Artikel ini ditulis oleh Tamsil Linrung, Anggota DPD RI.
Ambang batas pencalonan presiden atau presidential threshold (PT) tidak hanya menggerogoti demokrasi, tetapi juga mengamputasi amanat konstitusi.
Meski seringkali menjadi polemik, namun segala upaya korektif terhadap ambang batas pencalonan presiden ini tak pernah mempan. Segenap gugatan ditolak, semua langkah hukum dimentahkan, dan seluruh analisa pakar menguap terbawa angin.

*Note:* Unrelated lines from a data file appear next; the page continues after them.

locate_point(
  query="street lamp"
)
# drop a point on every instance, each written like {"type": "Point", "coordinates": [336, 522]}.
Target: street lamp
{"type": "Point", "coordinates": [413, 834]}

Kita tidak mengerti, kekuatan apa di balik aturan ambang batas pencalonan presiden ini. Di belakangnya, konon, oligarki berkelindan dengan sejumlah klan politik, bahu-membahu mempertahankan presidential threshold.
Tujuannya, sebagai siasat meloloskan pasangan capres-cawapres partai politik tertentu, sekaligus mengebiri pasangan kandidat dari parpol lain.
Indonesia bukan milik kelompok tertentu. Indonesia milik kita, dibangun di atas pondasi demokrasi dan hukum. Prinsip demokrasi atau kedaulatan rakyat menggaransi agar proses pengambilan keputusan akomodatif terhadap peran serta masyarakat. Sedangkan hukum menjadi aturan main.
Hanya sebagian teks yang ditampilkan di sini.